"Здравствуй, друг!
Через шестьсот сырых расхлябанных верст посылаю тебе несколько слов. Держись, родной, и люби себя, потому что ты один из самых умных людей в России и поэт не меньше Баратынского… И вот ведь, что интересно, в частностях ты проигрываешь иногда Соколову или мне, во всяком случае, в частностях ты нам больше проигрываешь, но в целом ты, сука, выигрываешь! В этом твоя тягучая сила, твоя золотая тяга, твоя длинная терпкая тоска и еще что-то.
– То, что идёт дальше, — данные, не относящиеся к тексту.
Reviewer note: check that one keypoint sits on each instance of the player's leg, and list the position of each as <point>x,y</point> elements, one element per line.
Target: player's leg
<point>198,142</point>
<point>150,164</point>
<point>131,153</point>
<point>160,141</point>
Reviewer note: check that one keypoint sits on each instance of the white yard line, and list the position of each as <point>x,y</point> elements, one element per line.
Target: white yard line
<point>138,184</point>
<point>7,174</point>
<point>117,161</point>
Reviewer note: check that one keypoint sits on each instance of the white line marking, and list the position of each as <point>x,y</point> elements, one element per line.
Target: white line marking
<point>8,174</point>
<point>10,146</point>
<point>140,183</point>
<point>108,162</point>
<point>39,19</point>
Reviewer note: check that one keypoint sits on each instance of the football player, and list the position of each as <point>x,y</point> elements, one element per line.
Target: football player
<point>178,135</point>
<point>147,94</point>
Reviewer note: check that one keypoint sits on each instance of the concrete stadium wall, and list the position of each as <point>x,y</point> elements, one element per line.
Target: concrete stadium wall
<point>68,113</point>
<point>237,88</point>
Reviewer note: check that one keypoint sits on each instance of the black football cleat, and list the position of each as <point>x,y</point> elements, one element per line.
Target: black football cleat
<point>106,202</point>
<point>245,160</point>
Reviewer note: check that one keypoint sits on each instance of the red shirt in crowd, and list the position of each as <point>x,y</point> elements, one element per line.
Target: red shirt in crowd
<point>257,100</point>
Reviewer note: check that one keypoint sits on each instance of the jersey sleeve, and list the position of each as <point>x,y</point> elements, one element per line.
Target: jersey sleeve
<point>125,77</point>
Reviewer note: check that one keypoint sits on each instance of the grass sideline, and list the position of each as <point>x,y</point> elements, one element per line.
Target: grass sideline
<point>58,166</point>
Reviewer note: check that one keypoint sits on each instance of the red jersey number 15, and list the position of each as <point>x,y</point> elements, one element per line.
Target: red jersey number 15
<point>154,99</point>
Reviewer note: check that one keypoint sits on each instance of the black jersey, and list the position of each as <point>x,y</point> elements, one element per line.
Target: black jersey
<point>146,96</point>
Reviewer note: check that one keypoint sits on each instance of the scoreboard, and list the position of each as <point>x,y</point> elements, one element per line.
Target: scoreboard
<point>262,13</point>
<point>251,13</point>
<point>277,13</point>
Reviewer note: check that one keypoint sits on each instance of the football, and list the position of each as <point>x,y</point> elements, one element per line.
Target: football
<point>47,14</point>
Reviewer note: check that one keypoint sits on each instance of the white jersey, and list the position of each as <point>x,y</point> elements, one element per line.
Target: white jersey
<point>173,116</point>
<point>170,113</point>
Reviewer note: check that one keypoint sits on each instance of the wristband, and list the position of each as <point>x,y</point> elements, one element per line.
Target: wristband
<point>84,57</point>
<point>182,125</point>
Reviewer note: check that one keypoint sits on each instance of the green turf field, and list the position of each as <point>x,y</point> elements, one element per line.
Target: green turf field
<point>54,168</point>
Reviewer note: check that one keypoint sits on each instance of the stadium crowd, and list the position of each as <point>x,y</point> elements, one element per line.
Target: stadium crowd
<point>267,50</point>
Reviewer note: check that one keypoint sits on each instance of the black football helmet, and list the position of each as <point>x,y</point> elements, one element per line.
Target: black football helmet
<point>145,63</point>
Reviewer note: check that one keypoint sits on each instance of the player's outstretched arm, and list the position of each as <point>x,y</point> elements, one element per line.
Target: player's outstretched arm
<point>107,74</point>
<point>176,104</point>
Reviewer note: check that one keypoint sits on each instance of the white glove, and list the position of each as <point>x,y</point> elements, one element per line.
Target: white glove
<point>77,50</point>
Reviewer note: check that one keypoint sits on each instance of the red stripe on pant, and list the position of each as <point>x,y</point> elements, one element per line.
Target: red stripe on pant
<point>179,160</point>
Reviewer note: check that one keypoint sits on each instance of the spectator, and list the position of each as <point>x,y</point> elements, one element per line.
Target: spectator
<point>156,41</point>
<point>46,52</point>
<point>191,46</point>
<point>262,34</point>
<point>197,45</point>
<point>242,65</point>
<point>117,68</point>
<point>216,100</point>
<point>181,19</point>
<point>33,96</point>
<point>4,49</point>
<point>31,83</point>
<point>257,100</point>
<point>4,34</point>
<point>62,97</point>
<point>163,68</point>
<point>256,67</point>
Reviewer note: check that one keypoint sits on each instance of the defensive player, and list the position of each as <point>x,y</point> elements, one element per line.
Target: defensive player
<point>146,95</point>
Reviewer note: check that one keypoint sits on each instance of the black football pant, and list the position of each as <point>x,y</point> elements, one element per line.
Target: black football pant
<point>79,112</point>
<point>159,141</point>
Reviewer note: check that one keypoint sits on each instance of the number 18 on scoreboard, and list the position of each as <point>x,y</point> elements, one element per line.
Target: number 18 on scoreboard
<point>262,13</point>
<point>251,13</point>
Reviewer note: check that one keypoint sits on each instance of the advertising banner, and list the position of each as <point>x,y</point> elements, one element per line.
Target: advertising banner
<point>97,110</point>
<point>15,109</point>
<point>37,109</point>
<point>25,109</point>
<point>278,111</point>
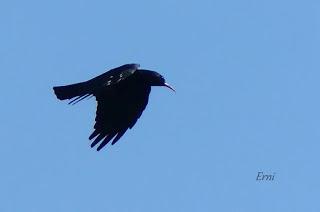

Кстати, перелистал я Белинского, вот у кого "проколы" — один за другим, а иногда просто глухота. Что касается Писарева, то он довел меня до раздражения сразу несколькими страницами. Игра его ума для юношей и дерзость запланированная тоже для филологов второго курса пединститута. Читаю "Божественную комедию", вдруг откладываю, начинаю читать Блока — он совсем исключил мастерство из поэзии, он выше и беззащитнее, потом читаю Селъвинского — где мастерство, там еще ничего, "тигр, ленивый, как знамя", а где душа обнажена — там скука, слабина, глупость. Вот так я тасую, тасую века и поэтов и незаметно крепнет чувство собственного достоинства, особенно после чтения таких, как Ахмадулина. Кроме жеманства, ничего своего, все остальное из Пастернака… Живу плохо, потому что одиноко и язва болит…"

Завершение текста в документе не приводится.